Researchers at Pacific Northwest National Laboratory (PNNL) are collaborating with partners at Google Research, PacifiCorp, and V&R Energy to develop a real-time adaptive emergency control system to safeguard the grid against costly disturbances from extreme weather and other disruptive events. The technology significantly improves on existing methods, which require to rely on offline studies to determine appropriate system responses during real events.

However, these events do not always unfold as we expect, and grid conditions can change in fractions of a second. Some considered by current standards to operate in "real time" can trail behind actual events happening in the system by five to 15 minutes.

The scalable High-Performance Adaptive Deep-Reinforcement-Learning-based Real-Time Emergency Control (HADREC) platform—being further developed and tested under a three-year investment from the Department of Energy's Advanced Research Projects Agency–Energy (ARPA-E)—uses a type of artificial intelligence (AI) called , alongside , to automate decision-making and system responses within seconds of a disturbance.

Deep reinforcement learning improves on conventional reinforcement learning in its ability to better scale and quickly and effectively apply existing patterns to a real event's unpredicted problems across thousands of system assets. Initial results show the HADREC technology will help reduce system reaction time 60-fold and improve system recovery time by at least 10%. This helps prevent cascading disruptions, thus allowing more efficient and resilient grid operation.

A three-year plan toward real-world system demonstration

The project's collaborators are realizing the benefits of combining diverse perspectives and expertise from all angles of the problem while working efficiently toward a solution. During year one, the team established performance methods and benchmarks for the HADREC algorithms and began testing them using a mock system the size of the Texas grid. Once satisfied with algorithm performance, they moved testing to a more realistic, larger-scale system.

Now, as they enter year three, the team will focus on demonstrating the technology using actual utility and grid data. By the end of the project in 2022, the technology will be developed and sufficiently tested for integration with a real production system.
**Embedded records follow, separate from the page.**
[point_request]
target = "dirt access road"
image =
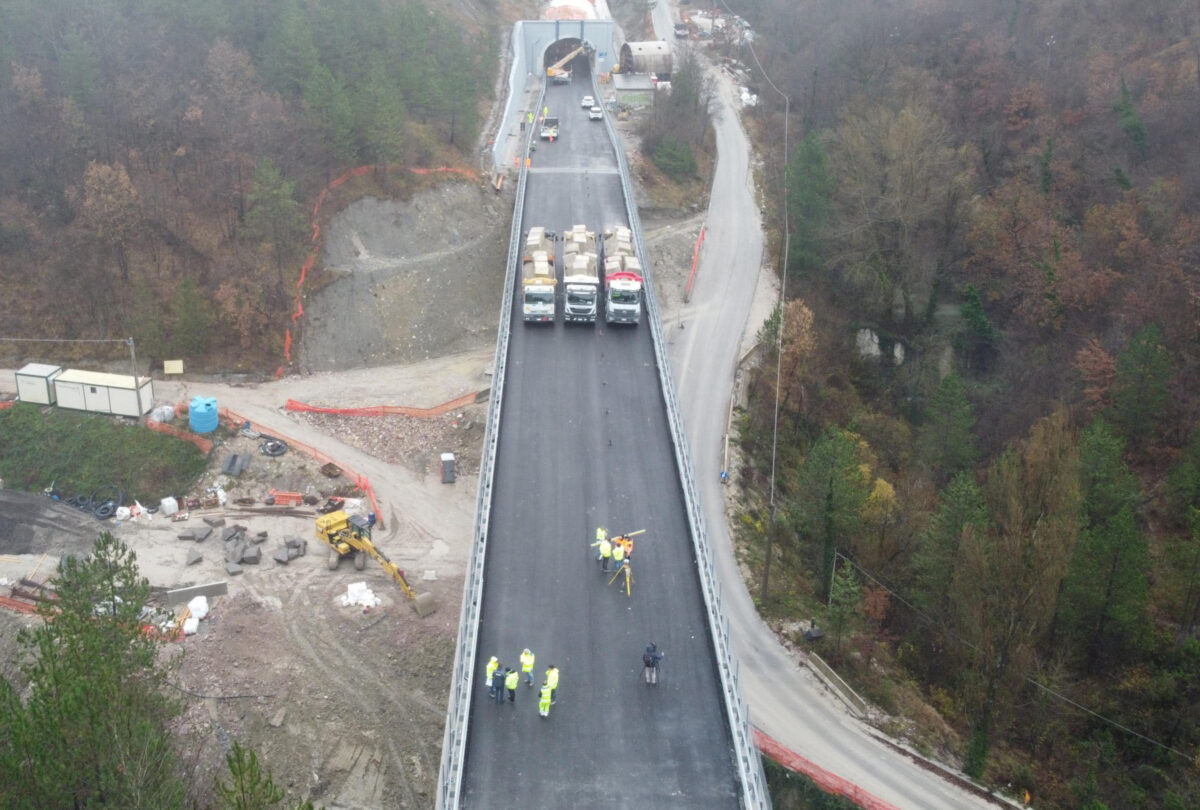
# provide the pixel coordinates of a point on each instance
(347, 707)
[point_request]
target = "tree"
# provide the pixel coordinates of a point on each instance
(95, 729)
(1140, 390)
(250, 787)
(1104, 595)
(899, 181)
(111, 210)
(844, 597)
(192, 321)
(947, 443)
(675, 159)
(832, 490)
(978, 341)
(289, 53)
(1008, 574)
(274, 216)
(810, 187)
(329, 101)
(385, 127)
(1131, 123)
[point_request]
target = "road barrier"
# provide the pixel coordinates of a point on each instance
(454, 743)
(397, 411)
(754, 781)
(827, 781)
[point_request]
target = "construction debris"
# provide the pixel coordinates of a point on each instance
(358, 593)
(181, 595)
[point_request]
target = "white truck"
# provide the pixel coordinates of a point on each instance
(538, 279)
(622, 277)
(581, 276)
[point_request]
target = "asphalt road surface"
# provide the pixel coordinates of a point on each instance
(585, 442)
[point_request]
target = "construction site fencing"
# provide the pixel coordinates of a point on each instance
(360, 481)
(827, 781)
(454, 743)
(393, 411)
(315, 240)
(754, 781)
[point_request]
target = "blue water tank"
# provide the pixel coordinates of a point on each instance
(202, 414)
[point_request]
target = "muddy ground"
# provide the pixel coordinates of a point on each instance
(346, 706)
"Sometimes grid operators have traditional ways to solve a particular problem, but it is difficult and time-consuming and they still may not arrive at a feasible and effective answer," said PNNL electrical engineer and collaborator Qiuhua Huang. "An ARPA-E project like this one pulls parties together to guide development from multiple perspectives, and combine that with the benefit of strong research capabilities to solve real-world problems more efficiently and effectively."
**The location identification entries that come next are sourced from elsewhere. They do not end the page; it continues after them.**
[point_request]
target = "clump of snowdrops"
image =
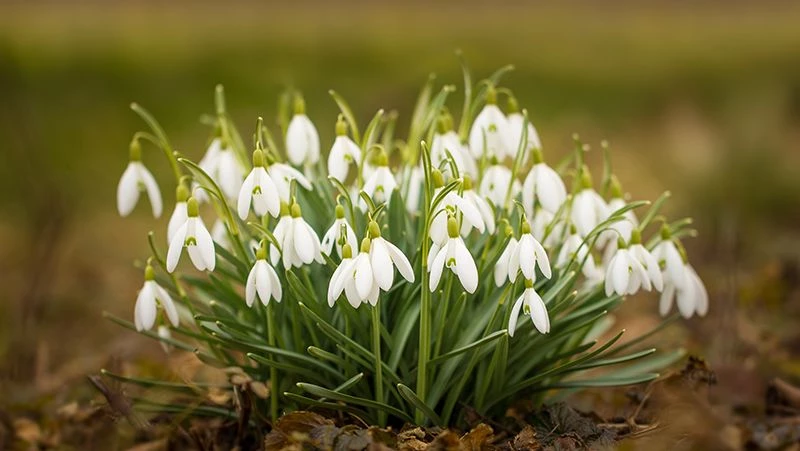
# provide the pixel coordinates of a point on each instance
(403, 277)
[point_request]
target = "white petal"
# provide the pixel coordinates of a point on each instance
(127, 190)
(176, 247)
(364, 276)
(512, 320)
(465, 267)
(381, 264)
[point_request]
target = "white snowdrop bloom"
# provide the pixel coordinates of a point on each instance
(343, 279)
(146, 309)
(194, 236)
(179, 214)
(691, 295)
(516, 124)
(302, 138)
(528, 254)
(262, 281)
(495, 184)
(648, 261)
(543, 185)
(344, 153)
(282, 175)
(471, 197)
(135, 179)
(380, 184)
(501, 273)
(446, 140)
(331, 237)
(489, 133)
(625, 274)
(574, 247)
(455, 256)
(259, 190)
(669, 258)
(531, 305)
(452, 204)
(299, 242)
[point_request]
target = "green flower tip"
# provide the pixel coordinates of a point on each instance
(374, 230)
(636, 236)
(438, 178)
(347, 251)
(258, 158)
(192, 208)
(296, 210)
(616, 188)
(466, 182)
(452, 227)
(513, 105)
(135, 150)
(299, 104)
(491, 95)
(586, 178)
(181, 193)
(365, 244)
(341, 126)
(528, 283)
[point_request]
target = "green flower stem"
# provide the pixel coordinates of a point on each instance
(162, 138)
(376, 349)
(273, 372)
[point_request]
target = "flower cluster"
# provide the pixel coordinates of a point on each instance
(479, 200)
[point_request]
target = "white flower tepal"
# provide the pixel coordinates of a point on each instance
(193, 236)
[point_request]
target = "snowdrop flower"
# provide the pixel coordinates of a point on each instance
(332, 235)
(381, 183)
(626, 274)
(221, 164)
(299, 242)
(489, 131)
(146, 309)
(472, 198)
(343, 153)
(691, 294)
(455, 256)
(384, 257)
(532, 305)
(516, 123)
(588, 208)
(343, 279)
(135, 179)
(194, 236)
(259, 190)
(670, 261)
(452, 203)
(501, 273)
(179, 214)
(302, 139)
(262, 280)
(648, 261)
(544, 185)
(574, 247)
(495, 184)
(527, 255)
(446, 139)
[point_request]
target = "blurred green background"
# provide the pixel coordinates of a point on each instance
(702, 98)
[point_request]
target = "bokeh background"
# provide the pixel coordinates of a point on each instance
(701, 98)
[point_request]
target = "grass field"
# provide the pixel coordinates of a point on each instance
(701, 98)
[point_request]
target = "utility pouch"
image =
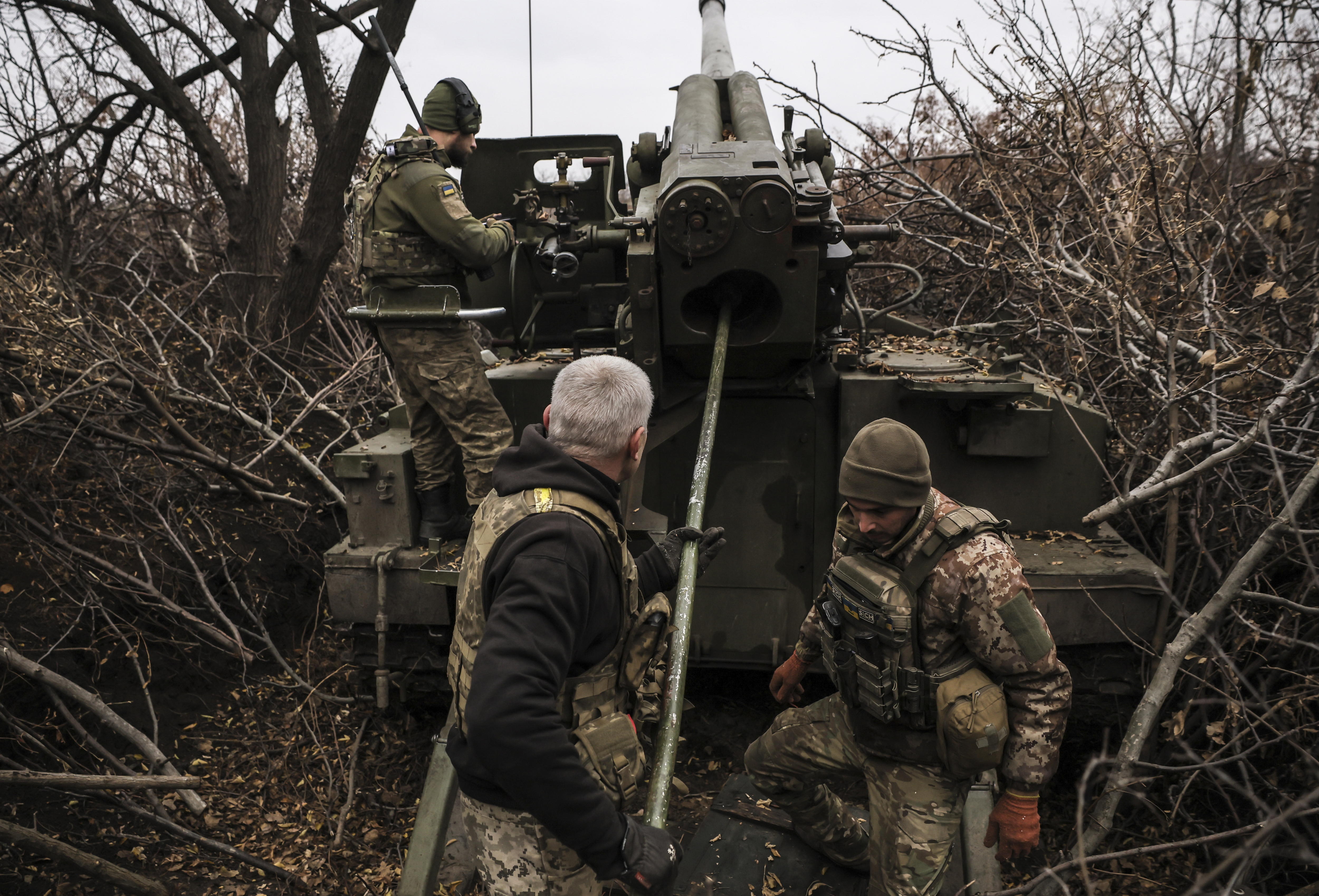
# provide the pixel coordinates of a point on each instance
(971, 724)
(647, 643)
(831, 619)
(613, 754)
Tapping the experience of industry and a national laboratory

Working alongside PNNL on the project are utility vendor and technology developer V&R Energy, investor-owned utility PacifiCorp, and a Google Research team with expertise in machine and reinforcement learning. Each holds a unique piece of the puzzle.

Based in Portland, Oregon, PacifiCorp is one of the largest grid operators in the western United States. "The benefit for us in partnering with a national laboratory such as PNNL is the contribution of new ideas, techniques, and tools to solve increasingly complex challenges," said Song Wang, PacifiCorp transmission planning engineer. "In turn, we are able to share information with our research partners about the specific challenges we face in the utility industry to help effectively focus the team's efforts toward solution development."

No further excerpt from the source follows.